Releasing its long-running quarterly business survey today, the Scottish Chambers of Commerce (SCC) said that nearly every key performance measure had returned to pre-recession levels. The sole drop in confidence was among retailers, whose overall sales unexpectedly declined.

SCC chief executive Liz 
Cameron said the signs point to sustained economic growth, but added that some fragilities remain.

“Investment intentions of Scottish businesses are encouraging, with the manufacturing industry showing superb results with higher levels of investment than at any time in the past six years and robust growth in export orders shown by a consistent increase over five consecutive quarters,” she said.

“Whilst investment levels in the construction sector remain low, for only the second time in five years investment has not declined, and over 70 per cent of businesses in the sector have either maintained or increased commercial and domestic orders compared with the last quarter.”

Cameron added that nearly 90 per cent of construction businesses expect employee numbers to remain the same or increase in the next three months.
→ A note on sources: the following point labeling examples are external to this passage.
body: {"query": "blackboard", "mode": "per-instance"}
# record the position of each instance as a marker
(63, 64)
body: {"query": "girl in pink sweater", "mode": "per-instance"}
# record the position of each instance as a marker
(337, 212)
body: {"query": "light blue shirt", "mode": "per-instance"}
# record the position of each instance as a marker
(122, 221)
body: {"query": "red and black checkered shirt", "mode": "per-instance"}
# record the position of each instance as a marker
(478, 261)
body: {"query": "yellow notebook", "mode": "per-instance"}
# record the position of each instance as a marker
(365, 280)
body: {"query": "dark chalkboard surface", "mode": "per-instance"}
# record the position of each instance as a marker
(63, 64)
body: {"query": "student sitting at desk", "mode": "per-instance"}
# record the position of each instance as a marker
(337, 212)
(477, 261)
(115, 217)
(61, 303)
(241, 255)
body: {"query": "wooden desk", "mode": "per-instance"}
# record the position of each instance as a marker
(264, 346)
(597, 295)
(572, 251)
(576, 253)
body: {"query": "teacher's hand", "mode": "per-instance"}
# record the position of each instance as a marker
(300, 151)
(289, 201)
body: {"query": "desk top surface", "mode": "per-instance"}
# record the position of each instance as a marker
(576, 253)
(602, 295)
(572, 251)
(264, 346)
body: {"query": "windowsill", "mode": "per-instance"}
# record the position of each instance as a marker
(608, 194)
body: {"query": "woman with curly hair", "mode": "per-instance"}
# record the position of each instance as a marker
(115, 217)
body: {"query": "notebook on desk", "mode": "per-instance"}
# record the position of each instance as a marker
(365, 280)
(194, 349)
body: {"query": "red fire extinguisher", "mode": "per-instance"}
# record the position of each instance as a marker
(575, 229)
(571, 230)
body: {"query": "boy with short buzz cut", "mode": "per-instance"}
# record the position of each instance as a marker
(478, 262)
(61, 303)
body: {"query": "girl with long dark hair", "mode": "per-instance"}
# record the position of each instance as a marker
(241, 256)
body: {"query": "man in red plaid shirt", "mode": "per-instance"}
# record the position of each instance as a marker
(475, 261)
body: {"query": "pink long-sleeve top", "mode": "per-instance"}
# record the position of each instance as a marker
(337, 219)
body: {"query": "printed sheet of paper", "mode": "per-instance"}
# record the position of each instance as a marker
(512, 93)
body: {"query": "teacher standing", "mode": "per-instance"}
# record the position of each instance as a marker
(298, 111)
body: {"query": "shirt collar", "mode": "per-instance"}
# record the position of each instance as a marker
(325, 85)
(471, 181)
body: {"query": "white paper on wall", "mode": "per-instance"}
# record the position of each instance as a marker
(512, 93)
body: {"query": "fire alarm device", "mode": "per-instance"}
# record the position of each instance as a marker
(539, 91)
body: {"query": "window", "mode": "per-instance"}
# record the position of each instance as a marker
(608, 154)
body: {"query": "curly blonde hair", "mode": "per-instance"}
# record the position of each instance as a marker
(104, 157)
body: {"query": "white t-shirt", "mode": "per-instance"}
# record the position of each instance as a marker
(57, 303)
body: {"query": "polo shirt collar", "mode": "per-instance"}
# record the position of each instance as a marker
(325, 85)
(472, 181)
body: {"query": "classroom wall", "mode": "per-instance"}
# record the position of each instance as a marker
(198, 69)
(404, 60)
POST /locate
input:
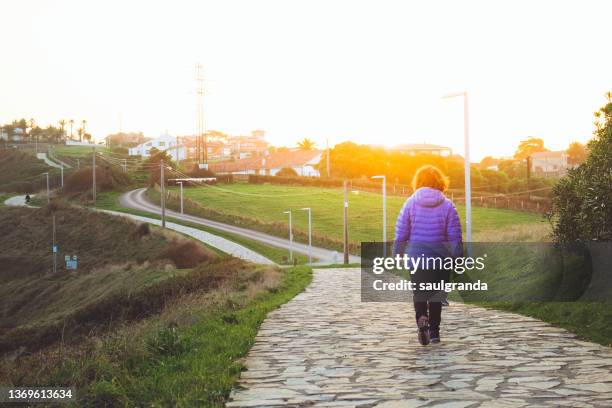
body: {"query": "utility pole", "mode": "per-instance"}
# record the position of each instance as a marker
(466, 144)
(290, 237)
(181, 183)
(327, 159)
(384, 186)
(201, 138)
(345, 236)
(94, 176)
(163, 194)
(54, 248)
(47, 174)
(309, 234)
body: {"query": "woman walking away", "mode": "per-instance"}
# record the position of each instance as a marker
(428, 226)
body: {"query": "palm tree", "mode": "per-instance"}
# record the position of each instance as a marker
(306, 144)
(32, 126)
(83, 127)
(62, 126)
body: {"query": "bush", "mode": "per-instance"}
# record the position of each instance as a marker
(186, 254)
(581, 200)
(286, 172)
(107, 179)
(196, 171)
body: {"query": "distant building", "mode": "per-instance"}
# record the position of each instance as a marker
(126, 139)
(549, 164)
(162, 143)
(422, 148)
(248, 146)
(12, 134)
(216, 149)
(303, 162)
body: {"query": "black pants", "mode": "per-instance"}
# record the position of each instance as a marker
(428, 303)
(433, 310)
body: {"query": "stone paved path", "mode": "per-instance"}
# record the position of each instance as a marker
(326, 348)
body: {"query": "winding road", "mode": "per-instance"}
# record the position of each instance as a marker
(327, 348)
(137, 200)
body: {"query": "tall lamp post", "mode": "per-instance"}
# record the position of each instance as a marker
(290, 236)
(309, 234)
(384, 186)
(181, 184)
(466, 141)
(47, 174)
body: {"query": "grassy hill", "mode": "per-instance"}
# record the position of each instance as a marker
(133, 326)
(22, 172)
(261, 207)
(117, 259)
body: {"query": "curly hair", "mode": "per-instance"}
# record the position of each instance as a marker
(429, 176)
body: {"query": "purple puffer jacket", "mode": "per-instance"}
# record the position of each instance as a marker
(427, 217)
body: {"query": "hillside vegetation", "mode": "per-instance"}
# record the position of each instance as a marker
(261, 207)
(120, 267)
(23, 173)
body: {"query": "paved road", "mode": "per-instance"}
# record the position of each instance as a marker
(136, 199)
(223, 244)
(326, 348)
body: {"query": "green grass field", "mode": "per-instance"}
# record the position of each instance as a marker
(108, 201)
(267, 203)
(187, 355)
(77, 151)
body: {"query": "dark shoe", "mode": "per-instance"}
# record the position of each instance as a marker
(434, 335)
(423, 325)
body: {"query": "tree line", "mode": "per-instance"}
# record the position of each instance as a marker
(24, 130)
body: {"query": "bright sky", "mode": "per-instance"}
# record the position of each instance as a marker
(370, 72)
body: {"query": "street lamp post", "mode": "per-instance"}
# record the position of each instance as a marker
(466, 141)
(384, 187)
(290, 236)
(181, 184)
(47, 174)
(309, 234)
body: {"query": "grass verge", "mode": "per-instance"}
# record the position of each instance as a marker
(108, 201)
(189, 355)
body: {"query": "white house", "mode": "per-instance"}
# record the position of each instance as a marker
(549, 164)
(162, 143)
(303, 162)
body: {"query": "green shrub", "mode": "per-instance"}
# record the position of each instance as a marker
(582, 208)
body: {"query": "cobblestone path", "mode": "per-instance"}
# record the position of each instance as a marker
(326, 348)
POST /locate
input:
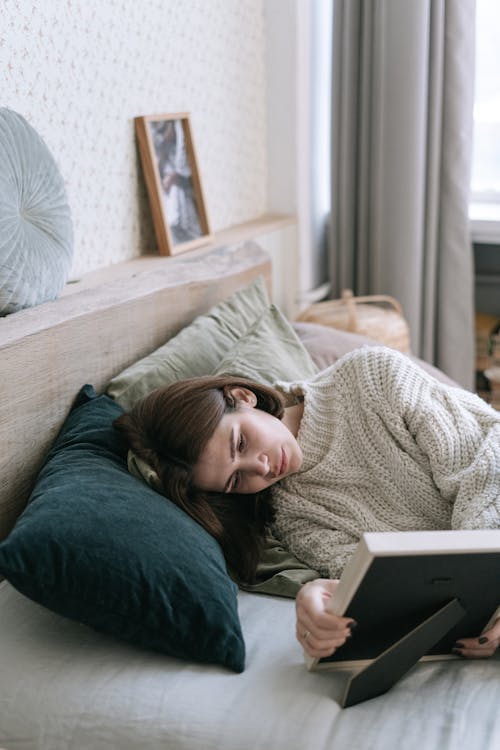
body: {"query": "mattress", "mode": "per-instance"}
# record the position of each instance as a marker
(63, 686)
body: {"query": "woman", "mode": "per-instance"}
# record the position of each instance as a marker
(373, 443)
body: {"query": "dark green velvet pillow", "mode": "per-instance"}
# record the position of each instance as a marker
(97, 545)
During the first quarter, less than 14 per cent were forced to cut staff numbers.

The survey follow yesterday’s more sobering news that growth in the Scottish economy slowed to just 0.2 per cent in the fourth quarter of last year, well adrift of the 0.7 per cent expansion in the UK’s gross domestic product (GDP).

Much of the gap was blamed upon the closure of the Grangemouth plant in October as the result of an industrial dispute.

Today’s findings from the SCC will be seen as evidence that economic activity is returning to more normal levels, a premise further strengthened by recent robust figures from the Bank of Scotland’s latest purchasing managers’ index.